Fri, Mar 17, 2006 - Page 9 News List

There are many hurdles ahead for the new socialist countryside


China's Communist Party on Tuesday formally launched its campaign to build a "socialist new countryside" as the pillar of a five-year plan, while Premier Wen Jiabao (溫家寶) said China must be "prepared for all kinds of difficulties and risks" in implementing the goal.

The toughest tasks identified by Wen and President Hu Jintao (胡錦濤) were spreading the benefits of China's rapid economic growth to poor rural areas and curbing massive energy inefficiency and environmental degradation.

China maintained an annual growth rate of more than 9 percent from 2000 to last year, but it failed to eliminate chronic problems such as overinvestment, widening income gaps, corruption and environmental damage.

The problems prompted Hu to tell top party members recently that "building a socialist new countryside is a major historic mission set by our party." China will have plenty of hurdles to clear in achieving that vision.

For instance, although China's GDP accounted for 4 percent of the global total in 2004, it used 12 percent of the primary energy consumed worldwide, 15 percent of fresh water, 28 percent of rolled steel and 50 percent of cement, the government estimated.

"We are now faced with a very serious problem of environmental pollution," Wen told reporters on Tuesday at the end of the annual National People's Congress (NPC), China's nominal parliament.

He said the government failed to meet environmental targets for 2000 to last year, including a planned decrease of 10 percent in the discharge of major pollutants.

China's energy consumption for each 10,000 yuan (US$1,250) of output was also 27 percent over its target at the equivalent of 1.4 tonnes of coal.

"We need to take practical and forceful measures," Wen said, adding that enforcement of environmental laws was "crucial" but was "also the most difficult part of the job."

Some NPC delegates were more optimistic about the possibility of achieving more energy-efficient and environmentally friendly development.

"Society has realized that energy is limited," said Peng Zhenkun, a delegate from Hubei.

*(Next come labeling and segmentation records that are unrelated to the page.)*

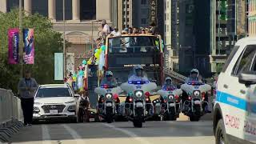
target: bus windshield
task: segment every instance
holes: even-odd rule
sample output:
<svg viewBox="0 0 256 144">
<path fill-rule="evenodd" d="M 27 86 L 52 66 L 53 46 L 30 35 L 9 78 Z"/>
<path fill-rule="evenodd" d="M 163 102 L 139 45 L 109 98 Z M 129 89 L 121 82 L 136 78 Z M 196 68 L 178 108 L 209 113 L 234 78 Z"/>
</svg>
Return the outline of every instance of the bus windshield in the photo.
<svg viewBox="0 0 256 144">
<path fill-rule="evenodd" d="M 160 42 L 153 36 L 124 36 L 108 39 L 109 53 L 160 52 Z"/>
</svg>

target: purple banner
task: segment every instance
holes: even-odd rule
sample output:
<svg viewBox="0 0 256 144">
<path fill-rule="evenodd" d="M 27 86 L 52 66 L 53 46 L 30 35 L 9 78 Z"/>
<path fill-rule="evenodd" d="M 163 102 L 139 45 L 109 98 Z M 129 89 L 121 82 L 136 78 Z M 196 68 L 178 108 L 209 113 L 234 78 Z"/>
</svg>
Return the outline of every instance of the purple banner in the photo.
<svg viewBox="0 0 256 144">
<path fill-rule="evenodd" d="M 18 44 L 19 44 L 19 30 L 8 30 L 8 62 L 9 64 L 18 63 Z"/>
<path fill-rule="evenodd" d="M 23 29 L 23 62 L 24 64 L 34 63 L 34 29 Z"/>
</svg>

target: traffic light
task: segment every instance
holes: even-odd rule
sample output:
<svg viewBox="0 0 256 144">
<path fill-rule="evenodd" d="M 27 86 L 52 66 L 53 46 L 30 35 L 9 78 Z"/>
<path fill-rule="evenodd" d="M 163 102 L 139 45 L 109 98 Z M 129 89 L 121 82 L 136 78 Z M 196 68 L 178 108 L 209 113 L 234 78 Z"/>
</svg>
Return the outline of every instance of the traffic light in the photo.
<svg viewBox="0 0 256 144">
<path fill-rule="evenodd" d="M 226 20 L 226 0 L 222 0 L 220 3 L 220 19 Z"/>
</svg>

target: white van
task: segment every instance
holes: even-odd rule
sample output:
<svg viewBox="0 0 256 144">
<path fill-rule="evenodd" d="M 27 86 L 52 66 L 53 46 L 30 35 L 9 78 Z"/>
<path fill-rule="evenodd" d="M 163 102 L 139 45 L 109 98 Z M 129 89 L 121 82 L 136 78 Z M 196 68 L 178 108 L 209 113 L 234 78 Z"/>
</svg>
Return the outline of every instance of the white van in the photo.
<svg viewBox="0 0 256 144">
<path fill-rule="evenodd" d="M 256 143 L 256 37 L 239 40 L 217 83 L 216 144 Z"/>
</svg>

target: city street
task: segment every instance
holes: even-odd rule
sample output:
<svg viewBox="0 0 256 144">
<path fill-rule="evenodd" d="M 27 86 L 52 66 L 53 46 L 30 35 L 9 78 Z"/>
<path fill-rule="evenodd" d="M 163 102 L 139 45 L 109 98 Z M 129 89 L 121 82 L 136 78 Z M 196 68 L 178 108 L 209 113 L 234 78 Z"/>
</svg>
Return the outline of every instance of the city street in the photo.
<svg viewBox="0 0 256 144">
<path fill-rule="evenodd" d="M 180 118 L 181 119 L 181 118 Z M 11 138 L 13 143 L 214 143 L 212 121 L 191 122 L 146 122 L 134 128 L 131 122 L 107 123 L 38 124 L 24 127 Z"/>
</svg>

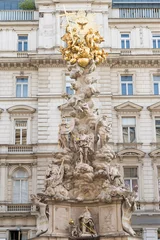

"After this consensus is reached, people will voluntarily save energy," Peng said.

The government plans to use pricing and taxation measures and promote advanced technology as it aims to conserve natural resources and reduce energy consumption per unit of GDP by about 4 percent in each of the next five years, Wen said.

Jiang Minglin, an NPC delegate from Shandong Province, said he hopes government subsidies will support technology for improving energy efficiency and curbing industrial pollution.

Without such subsidies, it might be impossible to develop modern industrial enterprises in poor rural areas.

Jiang also backed plans to develop service industries, which use use far less energy and fewer resources than primary and manufacturing industries.

Over the next decade or so, up to 600 million rural residents are expected to move into large, relatively developed cities or new towns that will be built in the rural areas.

An equally demanding task will be to find sources of income for these surplus rural laborers, given that up to 400 million workers and farmers in the country of 1.3 billion people currently lack long-term, stable incomes.

"We need to implement a policy of getting industry to support agriculture and cities to support the countryside," Wen said.